Bad leaders can be bad in any number of different ways, usually for the reason that they lack one or more of the qualities of really good leaders. Those qualities I believe, though I can’t prove, are also overwhelmingly innate: for the most part, you are either born with them or not. So, apart from pathological levels of self-belief, what are these qualities? I’d list them as follows:

  • serious intellectual ability (though it doesn’t have to be genius-level: history has repeatedly demonstrated the truth of Walter Lippman’s observation a century ago that the supreme qualification for high office is temperament, not intellect);
  • demonstrably high-order judgment;
  • a clear sense of strategic direction;
  • communication skills, and the quality of empathy (not necessarily incompatible with self-confidence or self-belief) which, more than anything else, enables one to connect with, and persuade, others;
  • basic organisational and time management skills (not very evident in at least one of our prime ministers of recent memory, bur indispensable given the number of balls that every leader has to keep in the air simultaneously);
  • a work ethic well above the prevailing norm; and
  • unimpeachable personal integrity.

It’s of course possible that in the case of some leaders, the possession of at least some of these qualities may be more apparent that real, bearing in mind that, as Groucho Marx once said (and it could equally well have been Tony Blair), ‘The secret of success is sincerity: if you can fake that, you’ve got it made’.

But it’s hard to fully fake any of these attributes for any extended period. To hold down a political leadership position for any length of time requires all of them, and they have to be real.
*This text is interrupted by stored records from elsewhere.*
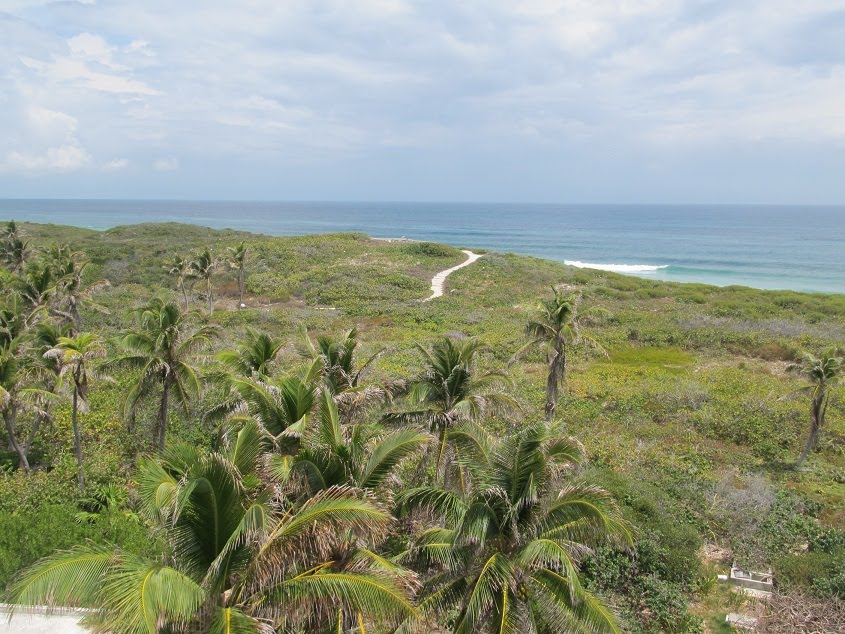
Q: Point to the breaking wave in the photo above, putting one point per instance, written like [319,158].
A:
[618,268]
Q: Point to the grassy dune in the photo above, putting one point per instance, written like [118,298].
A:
[690,419]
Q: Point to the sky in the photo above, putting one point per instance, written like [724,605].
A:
[627,101]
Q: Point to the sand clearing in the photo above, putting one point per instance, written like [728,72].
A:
[439,280]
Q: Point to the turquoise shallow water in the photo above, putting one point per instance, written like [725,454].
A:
[764,246]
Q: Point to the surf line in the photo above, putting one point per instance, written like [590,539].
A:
[439,280]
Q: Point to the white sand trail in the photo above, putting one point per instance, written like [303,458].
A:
[439,280]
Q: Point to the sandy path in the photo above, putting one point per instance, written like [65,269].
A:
[438,281]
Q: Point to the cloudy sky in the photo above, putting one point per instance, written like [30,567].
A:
[488,100]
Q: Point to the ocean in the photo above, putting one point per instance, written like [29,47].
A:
[763,246]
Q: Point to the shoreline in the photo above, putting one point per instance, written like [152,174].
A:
[659,275]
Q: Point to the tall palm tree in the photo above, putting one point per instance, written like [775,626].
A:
[343,376]
[75,356]
[163,347]
[238,558]
[558,329]
[43,337]
[180,268]
[237,261]
[823,373]
[507,558]
[36,284]
[14,250]
[336,455]
[68,267]
[450,396]
[202,267]
[17,375]
[253,355]
[278,406]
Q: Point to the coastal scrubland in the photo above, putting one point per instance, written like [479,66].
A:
[687,410]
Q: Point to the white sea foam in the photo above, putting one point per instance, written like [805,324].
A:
[618,268]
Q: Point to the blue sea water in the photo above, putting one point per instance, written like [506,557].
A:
[763,246]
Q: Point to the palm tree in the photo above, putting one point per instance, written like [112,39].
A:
[278,406]
[507,558]
[237,261]
[238,558]
[45,336]
[74,355]
[67,267]
[558,329]
[163,347]
[36,284]
[450,396]
[11,384]
[202,267]
[14,250]
[338,455]
[253,356]
[180,268]
[823,373]
[342,376]
[16,371]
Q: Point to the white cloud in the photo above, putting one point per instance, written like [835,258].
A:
[116,165]
[168,164]
[342,81]
[76,72]
[64,158]
[92,48]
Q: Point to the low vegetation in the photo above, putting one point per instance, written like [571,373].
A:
[209,429]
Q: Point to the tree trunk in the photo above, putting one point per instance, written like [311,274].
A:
[36,427]
[557,370]
[241,285]
[162,413]
[815,429]
[77,438]
[441,454]
[9,416]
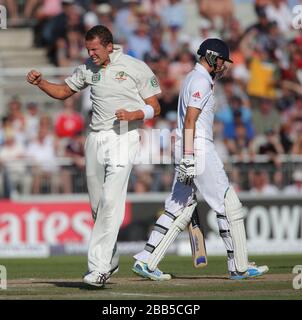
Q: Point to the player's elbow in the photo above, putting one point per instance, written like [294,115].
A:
[66,92]
[157,110]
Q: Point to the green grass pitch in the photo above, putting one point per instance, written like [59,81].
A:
[60,278]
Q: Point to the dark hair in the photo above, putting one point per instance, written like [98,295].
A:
[101,32]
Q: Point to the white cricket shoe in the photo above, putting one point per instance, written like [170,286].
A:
[252,271]
[95,278]
[142,270]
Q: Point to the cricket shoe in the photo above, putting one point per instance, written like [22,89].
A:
[95,278]
[112,272]
[142,270]
[251,272]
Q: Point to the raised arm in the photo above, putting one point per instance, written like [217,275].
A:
[57,91]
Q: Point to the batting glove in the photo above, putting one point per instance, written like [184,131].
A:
[186,171]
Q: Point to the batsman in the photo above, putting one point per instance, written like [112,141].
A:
[199,169]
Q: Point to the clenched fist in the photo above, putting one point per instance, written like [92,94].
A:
[34,77]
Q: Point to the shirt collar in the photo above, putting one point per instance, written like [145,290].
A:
[200,68]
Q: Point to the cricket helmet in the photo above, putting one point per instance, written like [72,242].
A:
[212,49]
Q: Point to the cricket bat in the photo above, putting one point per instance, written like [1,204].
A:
[198,247]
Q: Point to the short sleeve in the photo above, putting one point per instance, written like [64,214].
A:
[76,81]
[199,93]
[147,84]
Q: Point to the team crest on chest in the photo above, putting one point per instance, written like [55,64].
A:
[96,77]
[121,76]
If you lack any one or more of them, your colleagues or the electorate will sooner or later find you out.

One of the most fascinating things about political leaders, both great and not so great, is the extent to which these qualities can co-exist with completely different political styles. The typology that those of us in the game most know and love is that first made famous by the British Labour MP, Tony Benn: between ‘straight men’, ‘fixers’ and ‘maddies’. The categories don’t correlate with moral rectitude, or effective actual performance, but just describe the general way in which leaders approach the challenges and opportunities of their office.

Straights are reasonably-grounded incrementalists: think most leaders, in most countries, most of the time, including in Australia both Bob Hawke and John Howard. Fixers are deal-makers who will do whatever it takes to hold on to power: think of Malcolm Turnbull, while he lasted, and now Scott Morrison. Maddies – the most interesting – are those who believe in big change and are prepared to blow up just about anything in their way.

Think Margaret Thatcher in the UK, and in Australia Gough Whitlam to an extent, but above all Paul Keating – who I once described to an American audience, in terms they could understand, as a cross between Franklin Roosevelt, Leonard Bernstein, Lenny Bruce and Mike Tyson. When Philip Adams once identified Keating on ABC radio as a classic maddie, he described Paul’s response as ‘almost purring’.

The point I leave you with is where I began. In my experience, it is not just the maddies who are slightly beyond the normal psychological pale, but everyone who actually achieves high political office. To get there, you have to be – and, I suspect, born that way.